今日ツイッターでフォローし合っているかたが「花田清輝」のbotをリツィートしてくださった。すぐにフォローしてツィートを読むと、これが花田清輝の話し方だったよなとうなづける言葉があった。
きっかけはなんだったのか覚えていないが、60年代はずっと花田清輝のファンだった。「復興期の精神」はバイブルのようなもので、西欧へのあこがれをかき立ててくれた。何度も何度も読んで記憶していたくらいだから、文章の最初がわかれば、いまでも続きを暗唱できるかもしれない。

わたしは孤独な文学少女だったが、和文タイプの教室で知り合った人の彼氏のTがやっている同人雑誌の仲間に入れてもらった。そのT氏や中心になっていた労演事務局の人などと知り合って、タイプ印刷の冊子に原稿を載せてもらった。そういうときに知った花田清輝だった。
あるとき文芸講演会があり5人ほどの講演者の中に花田清輝と野間宏が入っていると聞いた。わりと広い会場だったがどこだったんだろう。
花田清輝はかっこ良かった。ハンカチをポケットから出して両手で持ち替えつつ話していた。内容は忘れたがハンカチを持っていたことだけは覚えている。「だれかくみこにあのハンカチをもらってきてやれや」とからかわれたが、それを言ったK氏が亡くなったと人づてに聞いた。そのときいたWさんとT氏が亡くなったのを最近ネットで知った。

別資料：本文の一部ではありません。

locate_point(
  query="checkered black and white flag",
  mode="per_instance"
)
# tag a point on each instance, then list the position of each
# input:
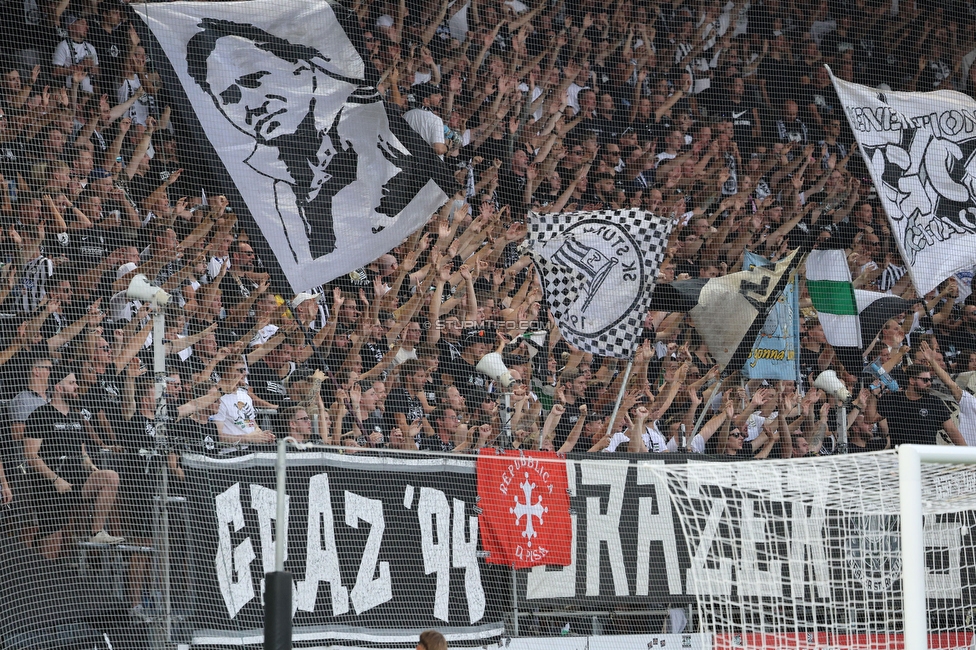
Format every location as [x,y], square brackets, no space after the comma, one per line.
[598,270]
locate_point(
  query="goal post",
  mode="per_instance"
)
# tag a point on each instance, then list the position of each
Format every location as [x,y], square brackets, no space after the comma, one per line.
[910,460]
[858,551]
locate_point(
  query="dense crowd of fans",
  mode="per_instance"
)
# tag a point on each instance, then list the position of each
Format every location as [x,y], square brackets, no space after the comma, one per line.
[718,113]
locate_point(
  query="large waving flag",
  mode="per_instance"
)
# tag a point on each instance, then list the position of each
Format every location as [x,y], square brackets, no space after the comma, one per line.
[776,351]
[599,271]
[730,311]
[919,148]
[332,177]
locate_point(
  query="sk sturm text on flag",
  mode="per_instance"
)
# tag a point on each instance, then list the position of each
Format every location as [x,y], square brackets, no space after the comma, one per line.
[524,500]
[332,179]
[919,149]
[598,270]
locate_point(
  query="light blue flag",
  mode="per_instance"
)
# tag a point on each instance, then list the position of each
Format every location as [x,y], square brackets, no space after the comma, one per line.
[776,352]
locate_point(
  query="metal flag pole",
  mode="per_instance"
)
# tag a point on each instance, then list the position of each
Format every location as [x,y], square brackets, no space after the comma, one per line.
[620,394]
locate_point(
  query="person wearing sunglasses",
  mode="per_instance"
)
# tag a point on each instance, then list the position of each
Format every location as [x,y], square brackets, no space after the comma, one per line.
[915,416]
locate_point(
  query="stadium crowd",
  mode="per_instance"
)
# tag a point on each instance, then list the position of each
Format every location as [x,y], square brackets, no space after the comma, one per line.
[718,113]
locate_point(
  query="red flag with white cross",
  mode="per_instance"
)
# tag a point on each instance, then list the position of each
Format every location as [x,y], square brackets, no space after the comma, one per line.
[524,500]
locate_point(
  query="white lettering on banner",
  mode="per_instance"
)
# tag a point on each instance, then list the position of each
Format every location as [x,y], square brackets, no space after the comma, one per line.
[700,576]
[557,582]
[236,592]
[434,513]
[466,557]
[369,592]
[605,527]
[322,556]
[264,502]
[806,549]
[652,527]
[758,582]
[522,463]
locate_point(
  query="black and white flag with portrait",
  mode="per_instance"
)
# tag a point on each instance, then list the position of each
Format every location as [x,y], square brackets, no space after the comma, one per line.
[598,270]
[920,149]
[331,176]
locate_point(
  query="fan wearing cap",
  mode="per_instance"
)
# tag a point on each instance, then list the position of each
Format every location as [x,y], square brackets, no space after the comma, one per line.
[426,98]
[311,318]
[76,54]
[55,449]
[475,343]
[964,398]
[236,418]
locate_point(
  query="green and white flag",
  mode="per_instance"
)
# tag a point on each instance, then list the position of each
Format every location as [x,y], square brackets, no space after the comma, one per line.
[832,293]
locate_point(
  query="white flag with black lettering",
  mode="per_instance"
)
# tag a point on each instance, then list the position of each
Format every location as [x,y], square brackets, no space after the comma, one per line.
[919,149]
[288,101]
[598,270]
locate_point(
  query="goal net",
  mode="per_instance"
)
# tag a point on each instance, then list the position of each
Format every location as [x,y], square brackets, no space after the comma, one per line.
[810,553]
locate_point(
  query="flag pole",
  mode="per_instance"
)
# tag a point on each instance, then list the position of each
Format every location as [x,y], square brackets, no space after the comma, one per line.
[620,395]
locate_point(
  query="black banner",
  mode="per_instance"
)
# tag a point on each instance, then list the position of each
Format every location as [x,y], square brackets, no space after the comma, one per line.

60年代も後半になると「アヴァンギャルド芸術」「近代の超克」「もう一つの修羅」を読んだがそれほどの熱狂はなく、「復興期の精神」で花田さんがふれている作家や、もっと新しい作家の作品を読むようになっていった。
花田さんはその後はけっこう有名になったみたいで、父親が読んでいた文芸雑誌に「ヴィクター・マチュアに似ている」と写真付きで出ていた。たしかに似ていた。ヴィクター・マチュアが「サムソンとデリラ」に出ていたころの話だ。
そうそう、ミステリを書くと言われていたように覚えているが結局書いてないのかな。チェスタートンのことを書いていたのを思い出した。

わたしは運がよくて、探さなくても文学仲間に恵まれたし、山に登ってみようと思う前に登山青年が目の前に現れた。音楽もしかりでいろんな分野のかたと知り合いになっていまにいたる。パソコンとネットでは相方にお世話になっているがこれも運命のなせるわざ(笑)。

なんか最近はツイッターで昔読んだ本や昔見た映画を思い出させてもらうことが多い。思い出したことはぼちぼちと書いていこう。